Trasporto disabili: impegno per risolvere problema preso da Renato Rasicci

Rasicci replica a D’Agostino: “Noi a fianco dei Comuni e delle famiglie per risolvere il problema. Questo non è il momento delle polemiche ma dell’impegno”

TERAMO – Il vicepresidente Renato Rasicci torna sull’argomento del servizio trasporto disabili per replicare alle affermazioni del capogruppo del PD, Ernino D’Agostino:

D’Agostino è smemorato visto che ha dimenticato che è lui che non è riuscito a rimborsare ai Comuni le spese promesse,una cifra che è diventata un debito fuori bilancio di circa 2 milioni di euro al quale stiamo cercando di far fronte visto che già da settembre abbiamo stanziato 570 mila euro con una prima variazione di bilancio.

Rasicci che già in Consiglio provinciale aveva fornito il bilancio degli ultimi anni ricorda quanto si sta facendo per affrontare una problematica che riguarda persone diversamente abili sui quali non si dovrebbe fare alcuna demagogia.I Comuni, sempre secondo il vicepresidente,sono in difficoltà perchè hanno anticipato complessivamente oltre 2 milioni di euro che l’amministrazione D’Agostino non ha mai rimborsato.

Intanto il nuovo regolamento che tornerà in Consiglio alla prossima seduta utile, si interessa per fissare un costo pro-capite per l’assistenza e il trasporto visto che attualmente varia da Comune a Comune e per chiedere alla Regione di stanziare la sua parte di contributo come previsto dalla legge 78/78 ,modificata con la 15 del 2004. In questi anni infatti, solo in rare occasioni la Regione ha trasferito alle Province lo stanziamento di sua competenza.

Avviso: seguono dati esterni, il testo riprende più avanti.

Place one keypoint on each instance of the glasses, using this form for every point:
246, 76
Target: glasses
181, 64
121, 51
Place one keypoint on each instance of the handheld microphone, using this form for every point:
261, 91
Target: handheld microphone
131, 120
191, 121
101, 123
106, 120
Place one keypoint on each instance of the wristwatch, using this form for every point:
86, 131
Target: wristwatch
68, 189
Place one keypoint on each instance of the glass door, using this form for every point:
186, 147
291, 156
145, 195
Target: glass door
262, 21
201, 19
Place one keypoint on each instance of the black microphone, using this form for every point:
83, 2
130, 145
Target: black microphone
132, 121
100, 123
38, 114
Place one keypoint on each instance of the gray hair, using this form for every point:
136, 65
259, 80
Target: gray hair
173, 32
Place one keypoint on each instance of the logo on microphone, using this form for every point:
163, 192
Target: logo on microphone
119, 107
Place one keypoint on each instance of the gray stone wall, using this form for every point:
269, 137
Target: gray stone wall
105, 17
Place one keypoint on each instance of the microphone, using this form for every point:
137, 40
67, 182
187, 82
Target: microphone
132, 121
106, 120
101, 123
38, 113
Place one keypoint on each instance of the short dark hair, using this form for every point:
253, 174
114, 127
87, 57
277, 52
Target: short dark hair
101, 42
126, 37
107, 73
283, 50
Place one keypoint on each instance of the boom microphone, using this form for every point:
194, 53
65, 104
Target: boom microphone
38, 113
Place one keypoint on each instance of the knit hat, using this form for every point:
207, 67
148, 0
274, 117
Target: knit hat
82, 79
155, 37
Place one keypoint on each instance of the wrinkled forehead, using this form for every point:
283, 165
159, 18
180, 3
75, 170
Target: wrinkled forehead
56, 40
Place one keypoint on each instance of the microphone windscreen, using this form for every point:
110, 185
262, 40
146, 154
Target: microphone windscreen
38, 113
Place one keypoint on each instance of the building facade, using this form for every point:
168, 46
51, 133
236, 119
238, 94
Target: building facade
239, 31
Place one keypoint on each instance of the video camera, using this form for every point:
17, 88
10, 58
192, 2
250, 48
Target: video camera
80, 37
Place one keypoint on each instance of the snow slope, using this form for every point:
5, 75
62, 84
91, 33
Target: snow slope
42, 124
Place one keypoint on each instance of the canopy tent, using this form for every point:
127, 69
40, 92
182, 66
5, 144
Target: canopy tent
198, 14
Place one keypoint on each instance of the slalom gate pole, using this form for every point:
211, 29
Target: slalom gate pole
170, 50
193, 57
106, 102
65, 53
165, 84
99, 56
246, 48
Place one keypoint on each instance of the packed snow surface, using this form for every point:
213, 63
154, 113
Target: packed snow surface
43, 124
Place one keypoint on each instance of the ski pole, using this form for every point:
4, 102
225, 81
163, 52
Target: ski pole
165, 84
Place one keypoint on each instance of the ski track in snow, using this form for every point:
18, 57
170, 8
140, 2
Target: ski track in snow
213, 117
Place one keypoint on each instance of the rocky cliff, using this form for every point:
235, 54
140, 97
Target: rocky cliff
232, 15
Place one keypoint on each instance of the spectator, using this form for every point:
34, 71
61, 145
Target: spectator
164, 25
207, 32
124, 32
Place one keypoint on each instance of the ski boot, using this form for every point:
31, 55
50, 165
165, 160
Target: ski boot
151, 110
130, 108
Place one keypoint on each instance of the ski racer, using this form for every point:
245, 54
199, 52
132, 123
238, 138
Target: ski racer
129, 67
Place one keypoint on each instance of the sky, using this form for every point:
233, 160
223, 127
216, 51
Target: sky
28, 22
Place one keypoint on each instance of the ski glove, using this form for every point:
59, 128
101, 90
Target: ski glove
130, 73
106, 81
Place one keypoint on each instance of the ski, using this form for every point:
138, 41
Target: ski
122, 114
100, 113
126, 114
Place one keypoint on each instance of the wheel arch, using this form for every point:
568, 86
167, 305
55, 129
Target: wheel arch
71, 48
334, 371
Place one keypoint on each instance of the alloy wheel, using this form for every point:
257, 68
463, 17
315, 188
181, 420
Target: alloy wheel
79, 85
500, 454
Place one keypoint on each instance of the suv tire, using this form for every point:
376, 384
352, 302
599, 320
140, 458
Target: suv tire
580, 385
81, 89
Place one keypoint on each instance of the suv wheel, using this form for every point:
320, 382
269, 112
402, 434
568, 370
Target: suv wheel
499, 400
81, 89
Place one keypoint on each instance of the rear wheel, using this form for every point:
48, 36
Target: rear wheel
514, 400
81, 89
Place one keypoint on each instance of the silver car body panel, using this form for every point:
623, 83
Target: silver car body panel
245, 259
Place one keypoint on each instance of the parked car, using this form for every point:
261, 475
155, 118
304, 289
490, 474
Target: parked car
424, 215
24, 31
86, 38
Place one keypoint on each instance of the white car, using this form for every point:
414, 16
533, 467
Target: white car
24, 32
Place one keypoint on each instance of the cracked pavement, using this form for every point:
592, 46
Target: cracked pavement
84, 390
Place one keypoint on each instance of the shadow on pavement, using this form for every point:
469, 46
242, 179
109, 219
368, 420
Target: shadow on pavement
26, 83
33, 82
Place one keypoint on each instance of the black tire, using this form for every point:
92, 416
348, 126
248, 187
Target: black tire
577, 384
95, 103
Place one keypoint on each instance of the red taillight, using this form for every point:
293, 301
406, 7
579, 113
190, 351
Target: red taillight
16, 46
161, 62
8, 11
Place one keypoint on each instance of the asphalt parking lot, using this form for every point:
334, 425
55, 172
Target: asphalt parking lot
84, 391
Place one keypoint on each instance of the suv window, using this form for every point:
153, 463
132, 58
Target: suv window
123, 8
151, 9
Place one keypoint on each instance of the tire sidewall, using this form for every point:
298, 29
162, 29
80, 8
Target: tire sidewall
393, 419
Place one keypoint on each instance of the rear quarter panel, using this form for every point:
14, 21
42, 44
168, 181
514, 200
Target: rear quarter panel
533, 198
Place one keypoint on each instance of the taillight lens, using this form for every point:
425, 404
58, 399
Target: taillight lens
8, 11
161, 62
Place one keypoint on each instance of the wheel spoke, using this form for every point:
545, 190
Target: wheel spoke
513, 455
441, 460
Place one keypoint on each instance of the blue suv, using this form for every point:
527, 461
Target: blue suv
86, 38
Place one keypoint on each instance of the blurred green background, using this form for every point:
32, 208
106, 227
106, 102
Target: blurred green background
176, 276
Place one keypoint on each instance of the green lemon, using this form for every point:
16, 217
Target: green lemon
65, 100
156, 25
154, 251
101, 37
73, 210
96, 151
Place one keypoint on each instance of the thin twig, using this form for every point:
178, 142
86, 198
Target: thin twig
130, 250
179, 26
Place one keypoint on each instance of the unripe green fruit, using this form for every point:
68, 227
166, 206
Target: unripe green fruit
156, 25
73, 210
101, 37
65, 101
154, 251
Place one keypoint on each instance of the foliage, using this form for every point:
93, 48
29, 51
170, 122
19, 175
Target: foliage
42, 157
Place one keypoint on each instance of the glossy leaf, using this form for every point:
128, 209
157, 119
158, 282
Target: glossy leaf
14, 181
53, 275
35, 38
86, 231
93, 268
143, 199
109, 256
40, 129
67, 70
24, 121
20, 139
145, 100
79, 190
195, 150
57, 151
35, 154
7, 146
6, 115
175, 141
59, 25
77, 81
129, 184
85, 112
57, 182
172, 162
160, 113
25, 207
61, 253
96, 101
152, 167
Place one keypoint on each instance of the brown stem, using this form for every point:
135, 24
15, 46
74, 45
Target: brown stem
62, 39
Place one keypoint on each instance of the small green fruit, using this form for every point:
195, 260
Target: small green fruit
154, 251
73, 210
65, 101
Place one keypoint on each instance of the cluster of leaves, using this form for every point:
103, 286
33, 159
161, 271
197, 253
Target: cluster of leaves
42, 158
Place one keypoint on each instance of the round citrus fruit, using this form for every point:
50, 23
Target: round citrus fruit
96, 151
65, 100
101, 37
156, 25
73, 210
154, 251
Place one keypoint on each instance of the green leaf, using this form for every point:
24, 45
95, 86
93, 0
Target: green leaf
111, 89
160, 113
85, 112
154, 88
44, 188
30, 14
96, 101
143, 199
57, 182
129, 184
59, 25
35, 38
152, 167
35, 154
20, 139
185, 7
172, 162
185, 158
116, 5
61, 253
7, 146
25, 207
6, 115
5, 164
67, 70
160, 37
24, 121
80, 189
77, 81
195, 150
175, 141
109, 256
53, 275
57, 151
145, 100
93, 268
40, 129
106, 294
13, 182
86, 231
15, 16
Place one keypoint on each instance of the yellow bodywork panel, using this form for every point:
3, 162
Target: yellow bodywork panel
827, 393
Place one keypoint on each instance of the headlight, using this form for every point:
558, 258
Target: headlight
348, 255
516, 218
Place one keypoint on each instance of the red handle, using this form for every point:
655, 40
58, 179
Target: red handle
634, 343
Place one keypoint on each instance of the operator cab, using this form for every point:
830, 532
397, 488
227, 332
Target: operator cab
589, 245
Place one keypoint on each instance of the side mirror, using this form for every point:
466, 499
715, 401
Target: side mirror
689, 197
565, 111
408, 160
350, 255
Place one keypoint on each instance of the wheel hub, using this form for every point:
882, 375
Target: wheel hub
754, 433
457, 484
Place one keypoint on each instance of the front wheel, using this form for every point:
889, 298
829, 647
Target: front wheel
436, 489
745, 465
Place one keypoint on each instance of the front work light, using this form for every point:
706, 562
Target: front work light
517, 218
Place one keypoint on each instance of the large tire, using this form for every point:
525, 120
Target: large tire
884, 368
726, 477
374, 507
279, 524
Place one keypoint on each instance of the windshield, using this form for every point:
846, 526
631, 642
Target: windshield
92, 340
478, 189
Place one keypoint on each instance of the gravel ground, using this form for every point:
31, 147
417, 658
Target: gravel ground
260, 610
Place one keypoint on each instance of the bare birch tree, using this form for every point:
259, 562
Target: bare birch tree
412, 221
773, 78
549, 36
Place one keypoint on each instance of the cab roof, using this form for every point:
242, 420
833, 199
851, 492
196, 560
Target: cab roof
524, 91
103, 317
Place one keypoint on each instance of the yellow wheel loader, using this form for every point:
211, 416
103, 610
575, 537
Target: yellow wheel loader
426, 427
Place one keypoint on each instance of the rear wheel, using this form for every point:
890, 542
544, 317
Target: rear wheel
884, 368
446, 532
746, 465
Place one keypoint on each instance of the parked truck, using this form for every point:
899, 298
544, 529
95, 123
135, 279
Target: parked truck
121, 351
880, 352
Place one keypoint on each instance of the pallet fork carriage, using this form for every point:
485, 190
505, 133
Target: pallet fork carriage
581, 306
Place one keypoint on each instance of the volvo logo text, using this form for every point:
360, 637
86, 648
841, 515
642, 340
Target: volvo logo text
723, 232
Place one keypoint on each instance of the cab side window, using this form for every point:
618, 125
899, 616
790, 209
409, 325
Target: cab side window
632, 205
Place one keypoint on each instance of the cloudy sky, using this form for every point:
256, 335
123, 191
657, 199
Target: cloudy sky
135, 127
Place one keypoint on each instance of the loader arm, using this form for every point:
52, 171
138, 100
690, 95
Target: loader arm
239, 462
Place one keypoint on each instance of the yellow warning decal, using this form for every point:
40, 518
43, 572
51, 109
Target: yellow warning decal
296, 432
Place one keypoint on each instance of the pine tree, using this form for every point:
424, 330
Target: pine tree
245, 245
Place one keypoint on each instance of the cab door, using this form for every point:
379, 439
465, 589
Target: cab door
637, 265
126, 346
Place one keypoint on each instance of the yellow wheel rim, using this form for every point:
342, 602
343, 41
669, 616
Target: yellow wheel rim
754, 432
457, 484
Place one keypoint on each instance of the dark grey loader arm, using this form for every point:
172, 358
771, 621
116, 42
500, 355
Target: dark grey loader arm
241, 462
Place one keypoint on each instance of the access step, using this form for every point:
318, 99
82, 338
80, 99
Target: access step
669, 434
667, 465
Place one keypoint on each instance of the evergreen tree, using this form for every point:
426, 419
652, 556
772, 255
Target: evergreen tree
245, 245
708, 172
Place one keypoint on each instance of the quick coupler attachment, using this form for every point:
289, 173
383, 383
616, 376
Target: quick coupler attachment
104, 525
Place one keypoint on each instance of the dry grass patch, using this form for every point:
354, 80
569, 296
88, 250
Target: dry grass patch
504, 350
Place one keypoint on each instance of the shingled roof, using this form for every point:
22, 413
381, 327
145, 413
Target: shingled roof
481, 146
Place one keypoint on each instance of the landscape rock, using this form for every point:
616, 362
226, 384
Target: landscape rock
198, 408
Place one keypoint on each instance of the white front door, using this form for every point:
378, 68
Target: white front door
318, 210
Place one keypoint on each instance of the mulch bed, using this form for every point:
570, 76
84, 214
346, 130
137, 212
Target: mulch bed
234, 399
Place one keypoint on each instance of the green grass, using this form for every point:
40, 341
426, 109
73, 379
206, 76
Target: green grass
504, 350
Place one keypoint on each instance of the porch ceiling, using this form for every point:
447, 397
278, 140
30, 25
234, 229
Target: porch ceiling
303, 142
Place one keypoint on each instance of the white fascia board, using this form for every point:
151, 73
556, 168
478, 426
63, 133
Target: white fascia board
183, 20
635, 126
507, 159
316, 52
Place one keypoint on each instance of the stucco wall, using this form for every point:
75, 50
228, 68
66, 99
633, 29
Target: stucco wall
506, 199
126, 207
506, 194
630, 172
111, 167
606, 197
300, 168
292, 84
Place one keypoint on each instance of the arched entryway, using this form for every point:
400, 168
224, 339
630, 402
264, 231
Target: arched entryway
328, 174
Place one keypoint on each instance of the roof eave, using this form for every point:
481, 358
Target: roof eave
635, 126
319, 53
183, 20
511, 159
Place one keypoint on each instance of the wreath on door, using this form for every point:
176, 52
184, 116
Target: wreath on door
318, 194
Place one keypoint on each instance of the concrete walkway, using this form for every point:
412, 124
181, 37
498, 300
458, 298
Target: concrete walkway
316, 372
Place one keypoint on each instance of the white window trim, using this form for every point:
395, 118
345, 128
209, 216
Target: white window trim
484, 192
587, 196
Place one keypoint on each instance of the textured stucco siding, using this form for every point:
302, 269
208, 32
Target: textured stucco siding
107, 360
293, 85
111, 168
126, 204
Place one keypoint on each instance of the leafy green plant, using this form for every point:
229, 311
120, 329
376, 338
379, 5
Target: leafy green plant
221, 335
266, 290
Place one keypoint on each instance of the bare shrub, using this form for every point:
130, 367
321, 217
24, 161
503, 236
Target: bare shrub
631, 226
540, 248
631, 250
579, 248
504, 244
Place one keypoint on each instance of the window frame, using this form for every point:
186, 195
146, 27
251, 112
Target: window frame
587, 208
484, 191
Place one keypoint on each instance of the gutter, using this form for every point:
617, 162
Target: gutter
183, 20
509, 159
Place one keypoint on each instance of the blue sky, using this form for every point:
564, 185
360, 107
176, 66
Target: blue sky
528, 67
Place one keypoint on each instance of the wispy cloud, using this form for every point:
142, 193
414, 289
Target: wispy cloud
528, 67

Una cosa è certa la Provincia farà fino in fondo il suo dovere. E’ chiaro che le risorse, al momento, non sono sufficienti a coprire un servizio ottimale ma questo è il nostro obiettivo: non vogliamo scaricare su nessuno, né sui Comuni nè tantomeno sulle famiglie, le attuali difficoltà finanziarie non determinate certo dalla giunta Catarra ma dalle amministrazione che si sono succedute sia in Provincia sia in Regione accumulando un tale debito da vuotare le casse.

dichiara Rasicci con insistenza e continua:

Ma i tagli alla spesa sociale mettono in difficoltà tutti, amministrazioni di destra come quelle di sinistra, e soprattutto rendono la vita ancora più dura e ingiusta alle fasce sociali più deboli: proprio per questo mi aspetto da D’Agostino maggiore rispetto, responsabilità e collaborazione.

Questo non è il momento di strumentalizzare ma di operare insieme per portare a casa il miglior risultato possibile e, mi sembra di averne già dato prova in Consiglio e in questi mesi di lavoro, da parte mia vi è la più totale disponibilità al dialogo.